In the last resort, voters who cast their ballots to leave were voting for Parliamentary self-government rather than the EU membership model.  How can their votes possibly be read otherwise?

You may say that they didn’t necessarily vote to leave the Single Market and the Customs Union.  The counter-case is that continued Single Market membership would have rendered control of EU migration impossible and that continued Customs Union membership would have rendered new trade deals impossible.

Whether you agree with that view or not, it’s worth remembering that it wasn’t just Brexiteers, or opponents of Theresa May’s deal, who sunk a different form of Brexit.

It may above all have been pro-Remain MPs, largely on the Labour side, who deliberately wrecked various iterations of a “Norway option” in order to pursue a second referendum.  It is possible to believe that a logjammed Commons might have found a majority for “Norway” had anti-No Deal opinion in the Commons had swung behind it.

The second referendum lobby wanted everything – that’s to say, their “confirmatory ballot” – and lost everything.  Instead of a logjammed and exhausted Parliament eventually settling for one, they got Boris Johnson.

And the voters back him at the next election, we will get him again.  If for whatever reason he has gone by then, and is replaced by, say, Liz Truss, we may get a Free Market Britain.  If Keir Starmer becomes Prime Minister instead, we will get a socialist Britain.  And quite right too, if voters so decide.  What part of democracy is so hard to understand?

I opened with a mass of Brexit can’t-dos – or hard-to-does – but end with a has-done: the decision to go it alone on vaccines.  It would have been possible in theory had the UK stayed in the EU, but most unlikely in practice.

Some on the Right will cling to Brexit Britain as a kind of Singapore, and we came close in 2017 to it as a kind of Venezuala.  The success of the vaccine rollout and Kate Bingham’s taskforce suggests a different future – one no less elusive but better suited to the UK (assuming the Union holds).

There was a continuum between Nick Timothy’s “small, smart and strategic” state and Dominic Cummings’ fiercely illusionless Vote Leave vision, based on an eclectic mix of state intervention, science, markets and radical reform.

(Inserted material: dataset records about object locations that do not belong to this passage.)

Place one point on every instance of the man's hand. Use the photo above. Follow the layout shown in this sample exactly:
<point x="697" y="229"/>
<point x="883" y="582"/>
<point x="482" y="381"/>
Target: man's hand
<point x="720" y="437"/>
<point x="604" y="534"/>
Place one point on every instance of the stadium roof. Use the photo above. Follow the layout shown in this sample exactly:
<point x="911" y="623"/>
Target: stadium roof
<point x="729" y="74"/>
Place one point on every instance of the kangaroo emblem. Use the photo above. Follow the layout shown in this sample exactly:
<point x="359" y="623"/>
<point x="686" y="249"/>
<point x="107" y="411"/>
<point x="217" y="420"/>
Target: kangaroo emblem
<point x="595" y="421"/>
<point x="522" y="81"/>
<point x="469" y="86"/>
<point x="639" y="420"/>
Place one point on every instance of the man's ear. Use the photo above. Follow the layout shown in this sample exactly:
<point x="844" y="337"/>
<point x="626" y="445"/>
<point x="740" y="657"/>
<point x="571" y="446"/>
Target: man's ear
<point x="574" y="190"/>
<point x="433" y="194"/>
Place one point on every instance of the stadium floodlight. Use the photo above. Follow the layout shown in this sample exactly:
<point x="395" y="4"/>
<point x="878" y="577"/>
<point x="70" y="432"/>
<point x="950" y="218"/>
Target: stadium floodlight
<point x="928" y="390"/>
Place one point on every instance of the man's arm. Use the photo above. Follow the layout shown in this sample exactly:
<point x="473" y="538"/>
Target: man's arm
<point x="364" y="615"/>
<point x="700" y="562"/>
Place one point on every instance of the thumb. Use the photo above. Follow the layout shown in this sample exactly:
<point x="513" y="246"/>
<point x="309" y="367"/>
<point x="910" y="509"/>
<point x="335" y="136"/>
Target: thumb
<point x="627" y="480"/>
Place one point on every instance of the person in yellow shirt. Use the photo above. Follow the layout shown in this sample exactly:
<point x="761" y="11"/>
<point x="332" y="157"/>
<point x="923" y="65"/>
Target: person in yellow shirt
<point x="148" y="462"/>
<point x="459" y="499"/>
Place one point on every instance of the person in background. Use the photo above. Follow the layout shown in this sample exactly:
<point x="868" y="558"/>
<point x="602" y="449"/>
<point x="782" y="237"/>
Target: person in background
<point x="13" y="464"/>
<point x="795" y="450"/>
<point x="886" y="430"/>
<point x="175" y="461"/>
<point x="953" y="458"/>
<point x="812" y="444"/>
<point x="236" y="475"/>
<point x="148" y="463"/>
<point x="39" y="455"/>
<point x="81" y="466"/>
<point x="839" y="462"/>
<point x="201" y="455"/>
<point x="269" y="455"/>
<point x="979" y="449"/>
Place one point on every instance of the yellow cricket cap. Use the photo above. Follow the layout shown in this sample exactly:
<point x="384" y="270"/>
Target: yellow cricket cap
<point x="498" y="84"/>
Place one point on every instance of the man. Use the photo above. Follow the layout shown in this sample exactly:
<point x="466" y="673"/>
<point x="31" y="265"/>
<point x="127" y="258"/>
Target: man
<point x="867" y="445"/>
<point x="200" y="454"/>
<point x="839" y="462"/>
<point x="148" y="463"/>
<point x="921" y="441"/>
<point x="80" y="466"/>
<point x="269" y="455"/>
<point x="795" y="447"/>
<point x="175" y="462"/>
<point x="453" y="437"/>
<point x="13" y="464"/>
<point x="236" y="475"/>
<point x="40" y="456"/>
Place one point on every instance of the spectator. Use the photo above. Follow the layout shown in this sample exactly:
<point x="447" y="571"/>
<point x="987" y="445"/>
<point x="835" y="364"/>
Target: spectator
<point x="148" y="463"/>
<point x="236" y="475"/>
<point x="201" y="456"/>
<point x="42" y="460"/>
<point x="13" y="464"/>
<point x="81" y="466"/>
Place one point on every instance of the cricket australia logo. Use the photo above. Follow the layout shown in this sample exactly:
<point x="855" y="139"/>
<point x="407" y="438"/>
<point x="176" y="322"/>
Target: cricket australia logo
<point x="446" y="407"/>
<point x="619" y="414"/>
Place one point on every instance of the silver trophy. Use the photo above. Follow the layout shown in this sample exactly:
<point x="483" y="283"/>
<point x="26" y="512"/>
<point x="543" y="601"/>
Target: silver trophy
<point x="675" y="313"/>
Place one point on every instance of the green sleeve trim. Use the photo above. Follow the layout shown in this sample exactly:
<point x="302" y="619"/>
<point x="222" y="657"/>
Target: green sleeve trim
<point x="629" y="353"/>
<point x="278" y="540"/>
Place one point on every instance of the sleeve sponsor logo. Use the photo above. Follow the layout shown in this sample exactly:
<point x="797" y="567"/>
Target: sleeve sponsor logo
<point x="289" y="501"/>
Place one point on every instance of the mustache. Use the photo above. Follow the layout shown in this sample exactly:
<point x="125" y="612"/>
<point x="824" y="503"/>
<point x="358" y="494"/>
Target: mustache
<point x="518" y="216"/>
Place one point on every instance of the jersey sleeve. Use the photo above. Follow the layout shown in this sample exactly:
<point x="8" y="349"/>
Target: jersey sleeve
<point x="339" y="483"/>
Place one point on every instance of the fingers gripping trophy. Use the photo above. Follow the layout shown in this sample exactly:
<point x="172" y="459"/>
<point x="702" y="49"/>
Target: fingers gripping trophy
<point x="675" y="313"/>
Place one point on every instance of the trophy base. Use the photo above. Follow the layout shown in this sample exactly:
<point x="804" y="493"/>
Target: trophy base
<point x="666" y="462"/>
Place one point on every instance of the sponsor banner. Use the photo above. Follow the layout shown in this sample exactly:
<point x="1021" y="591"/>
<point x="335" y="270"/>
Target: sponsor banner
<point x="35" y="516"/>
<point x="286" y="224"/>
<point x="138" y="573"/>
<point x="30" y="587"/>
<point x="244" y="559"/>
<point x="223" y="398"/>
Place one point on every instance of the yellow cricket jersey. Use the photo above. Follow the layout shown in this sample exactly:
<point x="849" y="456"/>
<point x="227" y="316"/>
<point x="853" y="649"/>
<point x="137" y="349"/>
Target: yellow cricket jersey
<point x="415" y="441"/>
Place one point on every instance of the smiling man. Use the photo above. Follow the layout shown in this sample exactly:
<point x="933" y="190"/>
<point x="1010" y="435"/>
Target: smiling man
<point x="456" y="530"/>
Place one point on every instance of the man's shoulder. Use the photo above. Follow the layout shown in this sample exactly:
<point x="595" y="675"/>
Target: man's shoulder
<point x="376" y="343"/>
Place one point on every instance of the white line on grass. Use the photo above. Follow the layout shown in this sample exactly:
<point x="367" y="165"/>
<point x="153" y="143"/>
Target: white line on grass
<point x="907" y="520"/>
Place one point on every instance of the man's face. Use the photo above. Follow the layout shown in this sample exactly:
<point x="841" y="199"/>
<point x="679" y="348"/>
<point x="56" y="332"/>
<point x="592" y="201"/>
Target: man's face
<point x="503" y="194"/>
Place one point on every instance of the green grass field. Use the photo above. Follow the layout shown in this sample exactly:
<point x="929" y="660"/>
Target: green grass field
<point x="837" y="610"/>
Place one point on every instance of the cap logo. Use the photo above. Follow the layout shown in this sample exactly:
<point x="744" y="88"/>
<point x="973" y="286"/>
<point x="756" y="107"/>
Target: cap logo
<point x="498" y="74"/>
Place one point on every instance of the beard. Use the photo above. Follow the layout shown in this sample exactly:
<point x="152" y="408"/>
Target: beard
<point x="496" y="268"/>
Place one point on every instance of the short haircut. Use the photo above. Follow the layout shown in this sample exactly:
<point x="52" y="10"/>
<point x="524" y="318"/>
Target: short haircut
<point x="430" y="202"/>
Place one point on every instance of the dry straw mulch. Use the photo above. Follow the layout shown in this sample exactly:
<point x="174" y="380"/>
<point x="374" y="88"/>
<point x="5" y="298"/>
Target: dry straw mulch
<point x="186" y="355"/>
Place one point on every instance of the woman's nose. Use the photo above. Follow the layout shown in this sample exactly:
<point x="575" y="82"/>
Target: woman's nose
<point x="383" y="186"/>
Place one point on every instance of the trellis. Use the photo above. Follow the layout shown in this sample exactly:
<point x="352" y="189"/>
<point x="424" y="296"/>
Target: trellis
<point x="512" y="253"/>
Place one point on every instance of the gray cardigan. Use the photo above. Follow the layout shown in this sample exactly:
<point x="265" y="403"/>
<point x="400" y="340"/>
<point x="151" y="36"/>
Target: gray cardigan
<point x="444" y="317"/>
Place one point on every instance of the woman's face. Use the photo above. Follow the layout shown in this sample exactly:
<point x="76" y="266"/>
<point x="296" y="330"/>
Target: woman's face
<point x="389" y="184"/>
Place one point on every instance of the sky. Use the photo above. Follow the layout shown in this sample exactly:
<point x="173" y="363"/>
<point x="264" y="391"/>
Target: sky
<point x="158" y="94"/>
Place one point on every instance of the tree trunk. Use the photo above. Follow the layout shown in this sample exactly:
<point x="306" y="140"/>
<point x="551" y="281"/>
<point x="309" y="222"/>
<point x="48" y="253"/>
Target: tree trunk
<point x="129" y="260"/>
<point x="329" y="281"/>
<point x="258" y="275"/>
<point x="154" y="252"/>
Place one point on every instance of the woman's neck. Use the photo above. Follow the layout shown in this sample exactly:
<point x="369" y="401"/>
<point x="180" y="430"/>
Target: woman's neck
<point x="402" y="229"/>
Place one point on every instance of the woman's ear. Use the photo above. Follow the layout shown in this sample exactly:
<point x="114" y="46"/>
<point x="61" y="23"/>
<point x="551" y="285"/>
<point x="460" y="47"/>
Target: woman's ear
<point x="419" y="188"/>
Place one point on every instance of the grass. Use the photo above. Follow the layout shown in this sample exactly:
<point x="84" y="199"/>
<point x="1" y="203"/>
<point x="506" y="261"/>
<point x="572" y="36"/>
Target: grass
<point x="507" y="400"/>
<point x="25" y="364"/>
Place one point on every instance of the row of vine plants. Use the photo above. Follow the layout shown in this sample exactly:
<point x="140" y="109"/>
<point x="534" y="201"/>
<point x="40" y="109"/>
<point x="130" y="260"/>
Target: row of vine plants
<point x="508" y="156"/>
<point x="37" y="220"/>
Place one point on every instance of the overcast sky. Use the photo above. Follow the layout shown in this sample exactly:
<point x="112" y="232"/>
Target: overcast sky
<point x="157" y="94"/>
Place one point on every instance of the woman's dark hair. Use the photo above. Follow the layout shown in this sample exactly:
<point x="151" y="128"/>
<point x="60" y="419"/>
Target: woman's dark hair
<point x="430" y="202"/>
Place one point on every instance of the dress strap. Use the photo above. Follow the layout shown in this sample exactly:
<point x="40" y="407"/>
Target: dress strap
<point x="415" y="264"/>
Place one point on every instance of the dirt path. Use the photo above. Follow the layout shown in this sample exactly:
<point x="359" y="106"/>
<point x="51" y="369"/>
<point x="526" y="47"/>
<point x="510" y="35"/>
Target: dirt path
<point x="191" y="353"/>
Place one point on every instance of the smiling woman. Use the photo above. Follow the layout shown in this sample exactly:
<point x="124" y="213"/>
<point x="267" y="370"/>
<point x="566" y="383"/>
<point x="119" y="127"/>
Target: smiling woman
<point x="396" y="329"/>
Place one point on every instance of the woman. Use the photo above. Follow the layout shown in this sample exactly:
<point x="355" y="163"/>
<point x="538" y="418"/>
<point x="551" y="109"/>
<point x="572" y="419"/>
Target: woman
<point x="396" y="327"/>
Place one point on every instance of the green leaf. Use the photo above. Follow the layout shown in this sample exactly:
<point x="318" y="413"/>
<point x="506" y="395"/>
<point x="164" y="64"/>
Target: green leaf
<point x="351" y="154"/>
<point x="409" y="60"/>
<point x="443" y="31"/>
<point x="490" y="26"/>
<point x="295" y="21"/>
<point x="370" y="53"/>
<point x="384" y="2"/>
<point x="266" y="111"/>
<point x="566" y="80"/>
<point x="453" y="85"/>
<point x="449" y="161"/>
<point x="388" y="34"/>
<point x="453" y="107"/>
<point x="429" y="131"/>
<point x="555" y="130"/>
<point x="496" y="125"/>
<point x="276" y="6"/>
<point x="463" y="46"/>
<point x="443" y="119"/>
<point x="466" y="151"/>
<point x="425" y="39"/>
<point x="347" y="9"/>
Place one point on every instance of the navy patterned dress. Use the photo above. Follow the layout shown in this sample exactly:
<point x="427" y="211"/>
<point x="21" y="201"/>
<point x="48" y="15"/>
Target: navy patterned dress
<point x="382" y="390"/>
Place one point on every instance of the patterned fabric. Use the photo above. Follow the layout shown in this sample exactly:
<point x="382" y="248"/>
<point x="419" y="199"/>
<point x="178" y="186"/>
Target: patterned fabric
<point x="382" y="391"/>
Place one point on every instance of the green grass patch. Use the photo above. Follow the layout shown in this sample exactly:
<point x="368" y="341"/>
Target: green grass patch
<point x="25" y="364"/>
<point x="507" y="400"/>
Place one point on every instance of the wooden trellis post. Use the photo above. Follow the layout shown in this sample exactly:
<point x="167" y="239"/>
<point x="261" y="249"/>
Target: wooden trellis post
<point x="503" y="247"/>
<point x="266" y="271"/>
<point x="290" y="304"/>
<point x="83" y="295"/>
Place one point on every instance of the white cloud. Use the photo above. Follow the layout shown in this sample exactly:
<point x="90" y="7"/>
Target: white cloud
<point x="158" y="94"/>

Cummings has gone, won’t be coming back to the Conservative Party any time soon, and there is little to be gained by going back over how Boris Johnson mistakenly froze him out (and how Cummings then burnt, or rather lasered, his boats).  All the same, the benefits of Bingham’s work endures.

And there are lessons in it for building resilience elsewhere – in energy provision, supply chains, hospitals; in our institutions, procurement, skills base and border control.   The work of Brexit is only just beginning.